Friday, January 14, 2011

On fixing things

I love parallels between events in my life and even between mine and those of others you may find in books. The last few weeks I have come to see another. On the way home for Christmas this year, I was hit from the side by a driver that lost control. It truly was a miracle we were not hurt; Miatas are not the largest of cars, but my little red convertible was totaled. it had provem to be a very nice little car that ran most of the time without glitches. It was worth to me every penny I put into it, however upon analysis by Allstate Insurance, I realized that the actual value of the car on the market was much less because of its previously rebuilt title. The world knew not of its true worth. So now I am faced with an interesting decision. Do I repair it to its former glory, knowing every cent i put into it above its lowered value will only return me 50%? Or do I just get it off my hands, pit the whole thing behind me and move on? Even though I had this car for a short time, I had fallen head over heels for it. I had searched long and hard for a car that I felt went well with who I am, one that I fit well in. To me it was much more than a car.

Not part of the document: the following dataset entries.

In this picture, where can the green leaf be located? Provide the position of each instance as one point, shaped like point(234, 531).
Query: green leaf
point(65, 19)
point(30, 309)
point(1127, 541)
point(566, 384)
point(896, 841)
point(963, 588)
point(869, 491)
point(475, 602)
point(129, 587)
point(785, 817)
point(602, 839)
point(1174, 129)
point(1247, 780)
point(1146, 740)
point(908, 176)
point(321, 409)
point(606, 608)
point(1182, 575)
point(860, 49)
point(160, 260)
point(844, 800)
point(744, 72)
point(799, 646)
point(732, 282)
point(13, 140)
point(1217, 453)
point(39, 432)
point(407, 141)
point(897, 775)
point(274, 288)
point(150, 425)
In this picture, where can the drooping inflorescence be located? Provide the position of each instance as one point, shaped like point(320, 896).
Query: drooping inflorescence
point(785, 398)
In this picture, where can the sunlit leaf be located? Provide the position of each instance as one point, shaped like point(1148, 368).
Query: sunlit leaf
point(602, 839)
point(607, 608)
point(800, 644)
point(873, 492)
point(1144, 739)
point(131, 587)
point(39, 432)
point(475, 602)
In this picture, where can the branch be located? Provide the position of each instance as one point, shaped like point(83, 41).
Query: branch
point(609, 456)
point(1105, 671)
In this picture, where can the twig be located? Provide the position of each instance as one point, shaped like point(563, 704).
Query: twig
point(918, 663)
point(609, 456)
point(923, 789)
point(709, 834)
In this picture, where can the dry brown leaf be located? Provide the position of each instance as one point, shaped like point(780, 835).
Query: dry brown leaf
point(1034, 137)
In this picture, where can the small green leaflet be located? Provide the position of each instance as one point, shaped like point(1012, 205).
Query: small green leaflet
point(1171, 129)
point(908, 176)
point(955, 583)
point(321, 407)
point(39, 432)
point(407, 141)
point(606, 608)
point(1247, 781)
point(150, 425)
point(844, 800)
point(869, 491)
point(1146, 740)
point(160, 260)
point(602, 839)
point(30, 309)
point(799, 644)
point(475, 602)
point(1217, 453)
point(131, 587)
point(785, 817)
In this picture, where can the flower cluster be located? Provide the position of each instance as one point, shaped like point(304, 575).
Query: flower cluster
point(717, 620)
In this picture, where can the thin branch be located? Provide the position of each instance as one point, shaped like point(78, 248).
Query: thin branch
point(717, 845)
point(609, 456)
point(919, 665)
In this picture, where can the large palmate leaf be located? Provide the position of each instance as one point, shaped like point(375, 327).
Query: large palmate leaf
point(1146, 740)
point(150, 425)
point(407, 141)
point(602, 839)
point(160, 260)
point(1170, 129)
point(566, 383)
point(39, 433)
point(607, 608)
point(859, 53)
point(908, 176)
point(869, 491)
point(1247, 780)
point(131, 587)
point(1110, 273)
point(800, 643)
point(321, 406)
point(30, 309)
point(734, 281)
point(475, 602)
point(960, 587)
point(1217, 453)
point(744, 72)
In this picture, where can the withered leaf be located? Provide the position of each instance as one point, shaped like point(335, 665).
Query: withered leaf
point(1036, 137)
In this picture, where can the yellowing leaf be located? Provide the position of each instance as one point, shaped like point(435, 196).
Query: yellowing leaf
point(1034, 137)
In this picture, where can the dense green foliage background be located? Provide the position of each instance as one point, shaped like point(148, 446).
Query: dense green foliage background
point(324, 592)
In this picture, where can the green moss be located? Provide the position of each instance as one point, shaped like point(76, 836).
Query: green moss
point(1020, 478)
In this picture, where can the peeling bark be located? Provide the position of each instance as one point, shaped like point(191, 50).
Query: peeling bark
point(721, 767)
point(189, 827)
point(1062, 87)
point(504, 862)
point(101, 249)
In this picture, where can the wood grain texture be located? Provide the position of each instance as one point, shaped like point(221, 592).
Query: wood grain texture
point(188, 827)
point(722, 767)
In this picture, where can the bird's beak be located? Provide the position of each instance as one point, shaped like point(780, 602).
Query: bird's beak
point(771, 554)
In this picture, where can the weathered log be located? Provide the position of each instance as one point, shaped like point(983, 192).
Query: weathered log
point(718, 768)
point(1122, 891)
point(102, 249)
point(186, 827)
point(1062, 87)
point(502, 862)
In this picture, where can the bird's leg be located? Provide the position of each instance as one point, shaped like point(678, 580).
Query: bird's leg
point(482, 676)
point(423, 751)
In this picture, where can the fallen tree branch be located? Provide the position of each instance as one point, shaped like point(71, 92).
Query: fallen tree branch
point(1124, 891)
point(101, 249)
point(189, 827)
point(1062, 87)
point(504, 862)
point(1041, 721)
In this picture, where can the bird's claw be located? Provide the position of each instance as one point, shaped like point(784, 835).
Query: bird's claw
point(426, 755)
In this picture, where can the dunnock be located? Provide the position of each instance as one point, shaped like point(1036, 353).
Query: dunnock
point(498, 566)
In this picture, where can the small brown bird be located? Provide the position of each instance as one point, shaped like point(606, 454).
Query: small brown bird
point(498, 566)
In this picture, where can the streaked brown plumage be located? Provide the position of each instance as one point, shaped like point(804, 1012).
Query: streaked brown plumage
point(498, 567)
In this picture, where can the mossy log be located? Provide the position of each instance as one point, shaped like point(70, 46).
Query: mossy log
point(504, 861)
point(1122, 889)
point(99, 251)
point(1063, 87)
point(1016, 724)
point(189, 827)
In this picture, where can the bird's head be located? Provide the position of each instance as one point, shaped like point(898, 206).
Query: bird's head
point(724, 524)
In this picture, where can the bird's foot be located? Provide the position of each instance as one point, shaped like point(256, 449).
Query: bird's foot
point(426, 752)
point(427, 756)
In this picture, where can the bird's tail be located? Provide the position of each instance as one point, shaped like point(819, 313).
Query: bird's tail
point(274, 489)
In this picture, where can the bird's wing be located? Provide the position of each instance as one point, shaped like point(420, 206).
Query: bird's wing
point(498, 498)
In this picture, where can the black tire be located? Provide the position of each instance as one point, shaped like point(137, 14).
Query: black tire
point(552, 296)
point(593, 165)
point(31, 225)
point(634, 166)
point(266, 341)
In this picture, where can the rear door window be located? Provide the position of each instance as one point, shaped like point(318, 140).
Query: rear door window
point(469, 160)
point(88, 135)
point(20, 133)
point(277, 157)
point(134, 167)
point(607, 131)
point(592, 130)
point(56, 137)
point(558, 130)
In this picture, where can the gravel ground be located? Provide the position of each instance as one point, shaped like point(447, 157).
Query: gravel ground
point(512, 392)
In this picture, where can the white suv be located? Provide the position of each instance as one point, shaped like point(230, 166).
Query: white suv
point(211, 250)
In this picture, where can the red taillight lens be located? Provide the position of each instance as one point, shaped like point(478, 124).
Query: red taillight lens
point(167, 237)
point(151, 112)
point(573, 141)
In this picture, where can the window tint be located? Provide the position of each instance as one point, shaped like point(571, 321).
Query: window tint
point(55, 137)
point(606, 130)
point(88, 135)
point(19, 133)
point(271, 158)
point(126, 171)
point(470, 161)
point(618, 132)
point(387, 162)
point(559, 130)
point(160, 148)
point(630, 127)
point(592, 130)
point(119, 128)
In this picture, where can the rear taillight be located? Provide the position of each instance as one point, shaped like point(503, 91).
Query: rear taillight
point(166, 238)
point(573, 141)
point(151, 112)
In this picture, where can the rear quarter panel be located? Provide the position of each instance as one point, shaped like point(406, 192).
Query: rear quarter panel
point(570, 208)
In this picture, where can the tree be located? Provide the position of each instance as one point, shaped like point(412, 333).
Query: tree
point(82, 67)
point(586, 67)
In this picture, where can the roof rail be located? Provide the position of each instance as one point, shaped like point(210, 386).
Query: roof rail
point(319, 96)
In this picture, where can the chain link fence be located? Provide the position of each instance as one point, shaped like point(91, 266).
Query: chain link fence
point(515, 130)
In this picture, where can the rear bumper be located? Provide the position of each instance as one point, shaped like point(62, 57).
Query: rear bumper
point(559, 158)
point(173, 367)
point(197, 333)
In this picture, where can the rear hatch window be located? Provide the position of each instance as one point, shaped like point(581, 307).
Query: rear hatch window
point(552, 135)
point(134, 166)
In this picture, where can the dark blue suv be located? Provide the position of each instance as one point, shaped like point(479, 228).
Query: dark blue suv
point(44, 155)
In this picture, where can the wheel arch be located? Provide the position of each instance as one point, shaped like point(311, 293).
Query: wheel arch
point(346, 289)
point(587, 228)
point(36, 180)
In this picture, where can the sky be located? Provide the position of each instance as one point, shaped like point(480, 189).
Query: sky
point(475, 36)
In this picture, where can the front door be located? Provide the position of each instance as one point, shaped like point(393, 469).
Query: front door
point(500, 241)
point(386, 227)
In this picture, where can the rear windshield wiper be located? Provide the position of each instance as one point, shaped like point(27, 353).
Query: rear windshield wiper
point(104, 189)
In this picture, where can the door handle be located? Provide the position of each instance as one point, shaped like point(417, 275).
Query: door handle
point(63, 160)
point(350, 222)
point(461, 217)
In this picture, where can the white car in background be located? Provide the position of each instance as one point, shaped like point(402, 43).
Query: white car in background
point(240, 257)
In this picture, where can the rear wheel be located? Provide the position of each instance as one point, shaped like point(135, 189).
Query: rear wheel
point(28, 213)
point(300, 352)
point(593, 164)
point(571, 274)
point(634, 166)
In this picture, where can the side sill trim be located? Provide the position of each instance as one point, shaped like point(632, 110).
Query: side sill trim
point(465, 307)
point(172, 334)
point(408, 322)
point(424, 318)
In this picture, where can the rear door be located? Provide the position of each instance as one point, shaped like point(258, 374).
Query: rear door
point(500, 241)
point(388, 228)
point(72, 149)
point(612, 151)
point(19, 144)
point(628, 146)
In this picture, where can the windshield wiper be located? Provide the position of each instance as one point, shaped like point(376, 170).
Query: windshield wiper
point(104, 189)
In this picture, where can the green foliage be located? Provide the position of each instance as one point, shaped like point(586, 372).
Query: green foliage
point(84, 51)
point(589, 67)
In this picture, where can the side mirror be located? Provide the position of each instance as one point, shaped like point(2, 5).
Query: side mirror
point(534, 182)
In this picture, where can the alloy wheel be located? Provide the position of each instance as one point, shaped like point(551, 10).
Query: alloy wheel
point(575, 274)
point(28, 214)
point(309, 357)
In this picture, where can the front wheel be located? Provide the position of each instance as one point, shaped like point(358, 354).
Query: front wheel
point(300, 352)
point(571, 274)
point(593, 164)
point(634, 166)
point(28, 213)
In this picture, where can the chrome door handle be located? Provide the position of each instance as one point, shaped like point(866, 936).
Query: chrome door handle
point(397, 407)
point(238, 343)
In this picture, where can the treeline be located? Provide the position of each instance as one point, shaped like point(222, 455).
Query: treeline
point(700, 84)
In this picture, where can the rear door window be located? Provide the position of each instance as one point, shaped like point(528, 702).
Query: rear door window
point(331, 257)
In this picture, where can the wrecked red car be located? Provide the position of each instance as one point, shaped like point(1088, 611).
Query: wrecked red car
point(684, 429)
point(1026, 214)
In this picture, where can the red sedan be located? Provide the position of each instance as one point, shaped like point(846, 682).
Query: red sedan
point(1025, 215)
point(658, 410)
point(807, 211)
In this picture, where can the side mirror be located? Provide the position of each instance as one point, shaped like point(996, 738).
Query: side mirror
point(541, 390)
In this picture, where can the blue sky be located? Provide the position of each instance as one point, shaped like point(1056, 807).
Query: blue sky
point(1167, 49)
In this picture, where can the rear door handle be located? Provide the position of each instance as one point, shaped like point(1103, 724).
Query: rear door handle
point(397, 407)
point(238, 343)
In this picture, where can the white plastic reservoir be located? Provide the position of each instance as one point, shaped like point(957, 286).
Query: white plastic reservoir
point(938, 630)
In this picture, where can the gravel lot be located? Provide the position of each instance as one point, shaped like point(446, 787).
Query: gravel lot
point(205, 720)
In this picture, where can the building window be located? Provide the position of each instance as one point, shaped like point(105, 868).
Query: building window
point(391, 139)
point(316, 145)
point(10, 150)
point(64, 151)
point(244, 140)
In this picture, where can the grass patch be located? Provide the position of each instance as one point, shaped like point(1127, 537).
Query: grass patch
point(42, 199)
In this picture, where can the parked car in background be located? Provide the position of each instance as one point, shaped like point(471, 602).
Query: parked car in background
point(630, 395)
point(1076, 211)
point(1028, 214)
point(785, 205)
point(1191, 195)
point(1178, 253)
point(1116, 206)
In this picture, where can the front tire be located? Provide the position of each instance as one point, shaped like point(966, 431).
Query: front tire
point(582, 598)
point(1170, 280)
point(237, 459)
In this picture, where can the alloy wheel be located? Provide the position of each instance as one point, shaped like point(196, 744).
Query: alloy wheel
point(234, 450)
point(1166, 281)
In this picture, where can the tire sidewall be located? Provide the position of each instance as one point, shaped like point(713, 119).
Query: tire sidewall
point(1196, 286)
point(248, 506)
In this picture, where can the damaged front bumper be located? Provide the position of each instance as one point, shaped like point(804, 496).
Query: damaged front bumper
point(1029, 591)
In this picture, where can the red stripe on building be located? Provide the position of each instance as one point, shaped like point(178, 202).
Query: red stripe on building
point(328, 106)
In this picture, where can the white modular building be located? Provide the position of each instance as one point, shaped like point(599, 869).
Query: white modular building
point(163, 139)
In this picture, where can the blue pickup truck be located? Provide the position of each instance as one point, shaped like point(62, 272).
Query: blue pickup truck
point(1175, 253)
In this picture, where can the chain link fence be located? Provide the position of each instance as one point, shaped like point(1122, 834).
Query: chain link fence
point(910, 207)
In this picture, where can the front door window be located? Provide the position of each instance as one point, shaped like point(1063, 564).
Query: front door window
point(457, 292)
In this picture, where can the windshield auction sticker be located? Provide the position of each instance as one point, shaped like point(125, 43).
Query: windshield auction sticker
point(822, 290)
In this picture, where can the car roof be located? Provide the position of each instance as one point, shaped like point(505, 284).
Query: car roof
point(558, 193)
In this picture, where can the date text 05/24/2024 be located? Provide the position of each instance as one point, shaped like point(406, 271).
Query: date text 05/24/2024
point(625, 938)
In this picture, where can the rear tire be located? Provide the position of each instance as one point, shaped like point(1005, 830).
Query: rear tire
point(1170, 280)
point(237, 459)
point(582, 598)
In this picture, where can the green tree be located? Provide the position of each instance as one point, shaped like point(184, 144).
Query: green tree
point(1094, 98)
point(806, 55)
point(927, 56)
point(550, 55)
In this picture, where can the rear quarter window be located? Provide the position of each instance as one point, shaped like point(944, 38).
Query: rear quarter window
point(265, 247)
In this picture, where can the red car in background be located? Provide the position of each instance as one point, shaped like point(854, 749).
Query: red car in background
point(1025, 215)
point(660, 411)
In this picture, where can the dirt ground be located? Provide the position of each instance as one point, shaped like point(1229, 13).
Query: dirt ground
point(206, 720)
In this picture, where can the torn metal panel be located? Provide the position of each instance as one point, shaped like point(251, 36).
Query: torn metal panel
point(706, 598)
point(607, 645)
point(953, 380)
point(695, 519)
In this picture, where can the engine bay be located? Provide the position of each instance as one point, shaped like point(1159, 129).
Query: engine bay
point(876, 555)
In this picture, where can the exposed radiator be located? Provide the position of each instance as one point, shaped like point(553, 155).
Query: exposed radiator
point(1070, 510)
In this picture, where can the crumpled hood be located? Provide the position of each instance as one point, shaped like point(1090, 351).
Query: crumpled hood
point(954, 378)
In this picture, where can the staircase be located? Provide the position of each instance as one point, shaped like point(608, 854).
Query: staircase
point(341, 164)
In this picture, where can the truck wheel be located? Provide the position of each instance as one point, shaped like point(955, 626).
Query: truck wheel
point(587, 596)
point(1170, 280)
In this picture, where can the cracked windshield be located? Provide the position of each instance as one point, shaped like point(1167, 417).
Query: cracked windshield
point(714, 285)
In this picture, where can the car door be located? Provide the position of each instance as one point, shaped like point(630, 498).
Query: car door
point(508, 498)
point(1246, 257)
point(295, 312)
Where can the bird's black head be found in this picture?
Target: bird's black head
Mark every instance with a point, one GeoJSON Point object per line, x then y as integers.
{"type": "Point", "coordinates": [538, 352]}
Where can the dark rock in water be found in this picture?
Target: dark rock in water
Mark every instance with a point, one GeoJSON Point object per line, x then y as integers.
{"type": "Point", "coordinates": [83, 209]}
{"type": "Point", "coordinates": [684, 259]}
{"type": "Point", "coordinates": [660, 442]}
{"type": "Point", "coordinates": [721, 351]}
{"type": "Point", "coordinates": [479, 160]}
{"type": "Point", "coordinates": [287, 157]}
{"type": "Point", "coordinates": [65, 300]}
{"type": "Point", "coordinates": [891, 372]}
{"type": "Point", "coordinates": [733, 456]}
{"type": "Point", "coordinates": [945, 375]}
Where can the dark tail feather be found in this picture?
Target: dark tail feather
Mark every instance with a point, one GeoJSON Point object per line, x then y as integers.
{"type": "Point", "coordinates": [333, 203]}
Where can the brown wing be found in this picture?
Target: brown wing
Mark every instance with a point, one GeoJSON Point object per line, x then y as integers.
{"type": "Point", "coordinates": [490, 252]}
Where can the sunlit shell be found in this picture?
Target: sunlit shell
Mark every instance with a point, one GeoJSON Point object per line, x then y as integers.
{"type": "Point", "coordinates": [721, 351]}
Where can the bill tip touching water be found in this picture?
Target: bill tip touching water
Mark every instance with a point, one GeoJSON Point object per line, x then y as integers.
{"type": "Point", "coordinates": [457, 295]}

And as long as I do not try to get sell it or get in another wreck, (even beyond my control) it will still hold its full value in my eyes. So is it really worth fixing? What really is?

Friday, November 12, 2010

On mindfullness & the radio

It's Friday and Ive spent the last hour with my homework on my lap but noy doing anything at all. I have no desire whatsoever to do it I'm so ready for the weekend. So natutally the question arises, Why? Im thinking a bit deeper than te regular arguments of the Friday phenomenon, because this isny the only place that Ive seen a total lack of motivation and evotion the now because of the anticipation if the future. The best, and worst, example of this is the attitude of many 23 month old missionaries. They've spent 23 months giving everuthjng they've got(some not so much) but afterwrd they find it harder and harder to concentrate and put the same effort into what they are doing. they cease to enjoy it. So why? It isnt just anticipation for the future either. Just as much distraction comes from current trains of thought. The solution I believe lies in eastern meditation techniques. Recently I did and experiment where I lived as a pseudomonk for two weeks. During this time I practiced meditation and learned much about an idea called mindfullness. The idea that our minds are 100% involved in everything we do from washing dishes to work. Its the opposite of multitasking. So as I becone more mindful of what I am doing I shouls be doibg it better and accomplishing much more by accomplishing much less. I am actually practicing the exact oppiositr right now, writing this blog while learning how to run ANSYS. Solution? Maybe find a time where I am completely and uterlly ivolved in what I am doing. Eg a kiss, conversation with a friend, or listening to the radio. This morning I got in my car and Nickelback was playing. Its been a while since I listened to them so I did and let all other thoughts go. Although maybe I accomplished very little I discovered a moment of mindfullness. Now if I can only apply that in all that I do, perhaps I can accomplish so much more, using so much less of my mental resources.